Use your fear of opening those monthly statements as motivation to change. Whenever you're about to whip out your credit card for another unnecessary purchase, ask yourself: "Is this worth the horrible feeling I'm going to have when the bill arrives?" Keep a photo of your family next to the credit cards in your wallet; as you reach for one, think about whether the item is worth the possibility of losing their respect or, in the case of your husband, losing your spouse completely. That's where this is headed if you don't change. I know you have it in you to make the right choice.
Q: I filed for bankruptcy in 1998 after a divorce.

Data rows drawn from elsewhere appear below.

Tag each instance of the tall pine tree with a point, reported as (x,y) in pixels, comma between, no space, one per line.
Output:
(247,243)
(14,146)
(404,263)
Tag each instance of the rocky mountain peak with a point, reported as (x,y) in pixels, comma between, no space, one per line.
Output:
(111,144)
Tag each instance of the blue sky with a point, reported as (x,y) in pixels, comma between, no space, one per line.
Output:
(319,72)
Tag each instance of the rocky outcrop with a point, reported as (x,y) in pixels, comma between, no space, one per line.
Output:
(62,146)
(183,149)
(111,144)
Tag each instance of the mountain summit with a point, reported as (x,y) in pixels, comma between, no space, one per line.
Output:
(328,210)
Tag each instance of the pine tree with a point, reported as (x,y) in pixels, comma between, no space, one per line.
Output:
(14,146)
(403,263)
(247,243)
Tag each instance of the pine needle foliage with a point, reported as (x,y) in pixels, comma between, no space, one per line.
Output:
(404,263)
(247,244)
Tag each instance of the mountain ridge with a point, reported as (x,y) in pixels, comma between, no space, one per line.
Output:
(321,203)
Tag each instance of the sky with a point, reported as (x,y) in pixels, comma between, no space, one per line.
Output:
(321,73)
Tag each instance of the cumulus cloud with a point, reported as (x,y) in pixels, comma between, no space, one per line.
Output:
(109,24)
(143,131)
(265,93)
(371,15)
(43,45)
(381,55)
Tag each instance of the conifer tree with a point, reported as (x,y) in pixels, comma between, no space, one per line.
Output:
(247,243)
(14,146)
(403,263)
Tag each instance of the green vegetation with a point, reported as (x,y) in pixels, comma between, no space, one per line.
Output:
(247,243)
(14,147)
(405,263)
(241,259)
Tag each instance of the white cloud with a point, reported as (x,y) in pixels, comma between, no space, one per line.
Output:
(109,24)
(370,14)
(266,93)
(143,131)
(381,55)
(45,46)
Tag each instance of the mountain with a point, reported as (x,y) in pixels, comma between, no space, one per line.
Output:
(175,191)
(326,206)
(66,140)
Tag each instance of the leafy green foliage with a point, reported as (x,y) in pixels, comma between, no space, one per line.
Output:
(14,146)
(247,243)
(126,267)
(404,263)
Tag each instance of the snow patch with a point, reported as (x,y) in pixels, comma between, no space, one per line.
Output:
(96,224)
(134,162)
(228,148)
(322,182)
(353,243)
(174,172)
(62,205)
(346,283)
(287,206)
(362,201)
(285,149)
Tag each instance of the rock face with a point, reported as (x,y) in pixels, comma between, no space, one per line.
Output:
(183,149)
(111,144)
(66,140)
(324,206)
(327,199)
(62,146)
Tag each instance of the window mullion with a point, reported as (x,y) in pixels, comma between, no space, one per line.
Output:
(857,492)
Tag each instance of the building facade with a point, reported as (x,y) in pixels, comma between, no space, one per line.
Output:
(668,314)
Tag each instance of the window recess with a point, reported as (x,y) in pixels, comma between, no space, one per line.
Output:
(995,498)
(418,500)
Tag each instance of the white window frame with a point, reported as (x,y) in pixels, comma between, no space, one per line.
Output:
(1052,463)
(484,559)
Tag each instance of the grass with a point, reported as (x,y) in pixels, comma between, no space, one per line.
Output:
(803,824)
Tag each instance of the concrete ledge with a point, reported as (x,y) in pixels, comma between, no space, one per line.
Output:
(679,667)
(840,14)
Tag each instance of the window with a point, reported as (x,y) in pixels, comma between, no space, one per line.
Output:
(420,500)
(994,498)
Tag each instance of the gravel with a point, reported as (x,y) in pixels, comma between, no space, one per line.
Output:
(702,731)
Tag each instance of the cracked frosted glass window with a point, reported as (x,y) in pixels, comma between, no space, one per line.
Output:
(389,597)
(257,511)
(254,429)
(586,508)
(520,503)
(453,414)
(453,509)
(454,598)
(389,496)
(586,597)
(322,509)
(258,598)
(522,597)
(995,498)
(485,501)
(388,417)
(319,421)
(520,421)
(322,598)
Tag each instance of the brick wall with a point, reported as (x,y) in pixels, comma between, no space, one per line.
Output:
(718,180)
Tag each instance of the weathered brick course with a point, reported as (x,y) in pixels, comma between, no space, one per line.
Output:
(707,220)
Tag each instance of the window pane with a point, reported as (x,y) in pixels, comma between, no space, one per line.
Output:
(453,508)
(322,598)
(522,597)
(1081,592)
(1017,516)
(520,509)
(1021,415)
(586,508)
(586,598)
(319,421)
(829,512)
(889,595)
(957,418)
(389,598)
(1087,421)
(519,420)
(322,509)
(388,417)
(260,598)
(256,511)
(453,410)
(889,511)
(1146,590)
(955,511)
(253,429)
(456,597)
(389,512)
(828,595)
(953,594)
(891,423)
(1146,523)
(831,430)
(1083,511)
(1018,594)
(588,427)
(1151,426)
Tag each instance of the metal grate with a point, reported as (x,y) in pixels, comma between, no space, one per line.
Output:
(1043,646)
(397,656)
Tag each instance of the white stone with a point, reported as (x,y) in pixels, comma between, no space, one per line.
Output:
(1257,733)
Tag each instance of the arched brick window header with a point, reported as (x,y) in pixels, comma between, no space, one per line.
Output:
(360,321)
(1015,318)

I started to rebuild my credit, but then, because of an illness that had me in and out of the hospital, I went from earning $23 per hour to earning $9. As a result, my finances are in the dumps. Creditors are calling me at home and at work threatening to garnish my wages. I will soon start a $15-an-hour job, but I need some time to get control of my finances. I want to remove my name from the house I bought with my current husband and file for bankruptcy again. Please help me start over.

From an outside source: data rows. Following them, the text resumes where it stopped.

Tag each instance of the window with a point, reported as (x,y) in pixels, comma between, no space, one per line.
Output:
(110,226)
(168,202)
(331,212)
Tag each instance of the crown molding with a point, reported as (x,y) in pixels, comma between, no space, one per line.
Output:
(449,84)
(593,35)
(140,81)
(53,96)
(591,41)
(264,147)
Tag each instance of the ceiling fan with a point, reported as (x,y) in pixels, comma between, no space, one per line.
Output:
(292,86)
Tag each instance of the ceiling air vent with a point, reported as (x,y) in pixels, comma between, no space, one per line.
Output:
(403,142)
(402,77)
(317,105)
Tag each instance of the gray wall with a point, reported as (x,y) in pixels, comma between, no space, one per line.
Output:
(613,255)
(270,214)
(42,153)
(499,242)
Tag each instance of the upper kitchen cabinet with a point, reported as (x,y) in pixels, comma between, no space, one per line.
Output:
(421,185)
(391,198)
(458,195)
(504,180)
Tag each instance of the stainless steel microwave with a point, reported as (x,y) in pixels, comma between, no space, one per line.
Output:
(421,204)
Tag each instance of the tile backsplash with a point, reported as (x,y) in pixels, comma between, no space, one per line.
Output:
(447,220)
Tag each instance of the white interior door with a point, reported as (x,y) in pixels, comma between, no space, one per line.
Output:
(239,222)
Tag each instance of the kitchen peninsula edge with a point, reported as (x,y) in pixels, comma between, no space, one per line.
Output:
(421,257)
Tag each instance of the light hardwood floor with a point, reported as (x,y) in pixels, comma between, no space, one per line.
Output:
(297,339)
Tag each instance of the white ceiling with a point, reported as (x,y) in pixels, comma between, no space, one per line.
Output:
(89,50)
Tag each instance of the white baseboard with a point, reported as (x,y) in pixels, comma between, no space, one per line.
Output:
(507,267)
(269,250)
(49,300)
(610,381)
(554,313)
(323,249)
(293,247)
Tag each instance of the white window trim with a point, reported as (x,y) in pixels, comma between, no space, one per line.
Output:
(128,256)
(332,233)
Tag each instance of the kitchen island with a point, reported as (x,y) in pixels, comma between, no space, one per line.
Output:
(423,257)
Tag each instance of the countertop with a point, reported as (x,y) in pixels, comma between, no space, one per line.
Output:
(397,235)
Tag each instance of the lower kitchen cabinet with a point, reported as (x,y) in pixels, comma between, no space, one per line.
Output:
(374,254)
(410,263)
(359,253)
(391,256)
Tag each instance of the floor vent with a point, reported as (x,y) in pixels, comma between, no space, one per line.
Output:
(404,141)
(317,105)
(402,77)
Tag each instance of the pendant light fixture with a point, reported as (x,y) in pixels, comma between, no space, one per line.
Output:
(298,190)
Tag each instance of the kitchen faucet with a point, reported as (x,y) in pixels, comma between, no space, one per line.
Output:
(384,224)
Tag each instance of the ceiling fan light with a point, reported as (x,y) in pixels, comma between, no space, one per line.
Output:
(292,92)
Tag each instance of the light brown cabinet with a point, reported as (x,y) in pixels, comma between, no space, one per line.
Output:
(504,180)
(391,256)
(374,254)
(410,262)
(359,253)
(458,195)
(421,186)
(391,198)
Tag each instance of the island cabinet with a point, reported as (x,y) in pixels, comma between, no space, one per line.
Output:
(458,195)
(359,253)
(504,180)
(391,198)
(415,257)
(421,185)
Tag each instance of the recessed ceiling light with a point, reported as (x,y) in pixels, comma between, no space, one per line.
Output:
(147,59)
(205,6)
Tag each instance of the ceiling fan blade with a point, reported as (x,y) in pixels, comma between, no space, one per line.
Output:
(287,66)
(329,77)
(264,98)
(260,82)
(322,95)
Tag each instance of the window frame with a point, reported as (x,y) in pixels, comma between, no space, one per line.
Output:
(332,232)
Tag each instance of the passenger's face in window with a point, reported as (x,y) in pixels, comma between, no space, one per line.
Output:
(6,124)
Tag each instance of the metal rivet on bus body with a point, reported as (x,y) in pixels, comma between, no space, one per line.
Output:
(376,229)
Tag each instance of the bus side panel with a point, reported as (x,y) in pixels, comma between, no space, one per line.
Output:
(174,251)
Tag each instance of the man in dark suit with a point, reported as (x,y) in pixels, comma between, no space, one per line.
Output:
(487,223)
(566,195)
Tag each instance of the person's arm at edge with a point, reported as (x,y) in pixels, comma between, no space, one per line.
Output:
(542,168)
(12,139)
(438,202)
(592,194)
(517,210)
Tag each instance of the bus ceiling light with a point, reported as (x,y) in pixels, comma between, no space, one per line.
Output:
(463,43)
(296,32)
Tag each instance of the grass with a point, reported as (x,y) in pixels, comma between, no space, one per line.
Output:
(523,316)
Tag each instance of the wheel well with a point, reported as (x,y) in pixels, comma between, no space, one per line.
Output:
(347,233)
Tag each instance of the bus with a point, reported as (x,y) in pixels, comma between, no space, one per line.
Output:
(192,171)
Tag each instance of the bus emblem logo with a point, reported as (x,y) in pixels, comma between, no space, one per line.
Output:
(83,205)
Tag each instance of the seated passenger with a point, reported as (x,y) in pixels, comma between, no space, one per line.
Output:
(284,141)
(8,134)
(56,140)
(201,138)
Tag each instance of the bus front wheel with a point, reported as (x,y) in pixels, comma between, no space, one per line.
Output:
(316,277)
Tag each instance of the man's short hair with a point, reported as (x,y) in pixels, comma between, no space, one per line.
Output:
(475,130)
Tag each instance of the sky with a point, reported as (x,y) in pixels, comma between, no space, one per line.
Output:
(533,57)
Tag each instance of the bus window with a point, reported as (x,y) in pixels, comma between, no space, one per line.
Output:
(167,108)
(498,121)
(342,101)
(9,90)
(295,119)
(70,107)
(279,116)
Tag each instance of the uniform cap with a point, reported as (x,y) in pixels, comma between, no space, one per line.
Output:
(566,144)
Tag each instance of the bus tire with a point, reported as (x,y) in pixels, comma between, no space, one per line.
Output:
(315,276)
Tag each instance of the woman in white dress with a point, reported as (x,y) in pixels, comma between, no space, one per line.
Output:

A: The first step in starting over is standing up for your rights with the debt collectors. As I explain in "Dealing With Debt Collectors," strict federal and state laws prevent debt collectors from harassing you. And they can garnish your wages only if they take the time to sue you in court and get a judge to issue an order. Right now they are winning at the game of making you panic. Don't let them. Stay calm, know your rights, and then focus on developing a strategy to get out of debt.

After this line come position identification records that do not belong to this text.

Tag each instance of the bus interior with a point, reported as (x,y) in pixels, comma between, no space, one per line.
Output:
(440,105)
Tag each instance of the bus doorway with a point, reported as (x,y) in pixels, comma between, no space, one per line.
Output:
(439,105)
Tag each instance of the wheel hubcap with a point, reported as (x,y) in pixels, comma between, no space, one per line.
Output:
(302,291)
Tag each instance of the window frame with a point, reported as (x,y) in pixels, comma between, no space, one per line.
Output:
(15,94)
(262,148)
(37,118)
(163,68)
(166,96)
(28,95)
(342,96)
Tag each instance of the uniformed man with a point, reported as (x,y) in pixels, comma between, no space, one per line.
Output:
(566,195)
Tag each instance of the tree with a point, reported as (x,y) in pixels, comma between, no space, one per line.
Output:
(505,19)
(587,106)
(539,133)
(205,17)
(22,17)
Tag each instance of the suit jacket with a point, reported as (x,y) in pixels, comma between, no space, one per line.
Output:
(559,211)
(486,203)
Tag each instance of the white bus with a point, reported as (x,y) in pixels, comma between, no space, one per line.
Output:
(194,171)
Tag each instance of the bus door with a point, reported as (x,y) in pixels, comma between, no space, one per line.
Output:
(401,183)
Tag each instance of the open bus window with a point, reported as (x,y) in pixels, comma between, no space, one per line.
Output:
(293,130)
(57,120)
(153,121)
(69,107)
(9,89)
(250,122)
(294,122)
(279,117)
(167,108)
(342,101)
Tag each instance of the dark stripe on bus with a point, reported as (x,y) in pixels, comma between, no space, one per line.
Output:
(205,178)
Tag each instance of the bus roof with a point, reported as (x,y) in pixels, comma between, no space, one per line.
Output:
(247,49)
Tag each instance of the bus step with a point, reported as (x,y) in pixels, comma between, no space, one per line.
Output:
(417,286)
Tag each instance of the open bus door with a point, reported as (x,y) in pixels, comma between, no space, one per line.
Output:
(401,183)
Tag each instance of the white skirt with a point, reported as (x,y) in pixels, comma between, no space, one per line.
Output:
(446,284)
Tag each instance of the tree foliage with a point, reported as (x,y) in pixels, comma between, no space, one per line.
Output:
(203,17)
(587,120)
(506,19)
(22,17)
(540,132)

Bankruptcy may well be the answer, but first you and I need to have a talk. I am sympathetic to the fact that an illness threw a wrench into your financial life, but it worries me when someone angles for a repeat trip to bankruptcy court. So many people who get into trouble once fall into the same predicament again. Please promise me that you truly are committed to starting over and building a more solid financial life for yourself. That takes time, effort, and good money habits. Without all three, you will keep finding yourself living on the edge.
Because the last time you filed for bankruptcy was 14 years ago, you are technically allowed to do so again. The law states that if you previously received a discharge of debt in a Chapter 7 bankruptcy (in which the majority of your debts can be wiped out by a bankruptcy judge if you meet certain income tests), you can refile after eight years. You may file for Chapter 13 (in which you commit to a repayment plan for some debts) every two years. To learn more, go to the American Bankruptcy Institute's Consumer Bankruptcy Center.
However, I also want you to explore other options. Contact the National Foundation for Credit Counseling to talk with a counselor in your area who can help you devise the best strategy for dealing with your debt. Starting over begins with taking control. Don't panic...instead, prepare yourself by knowing your options.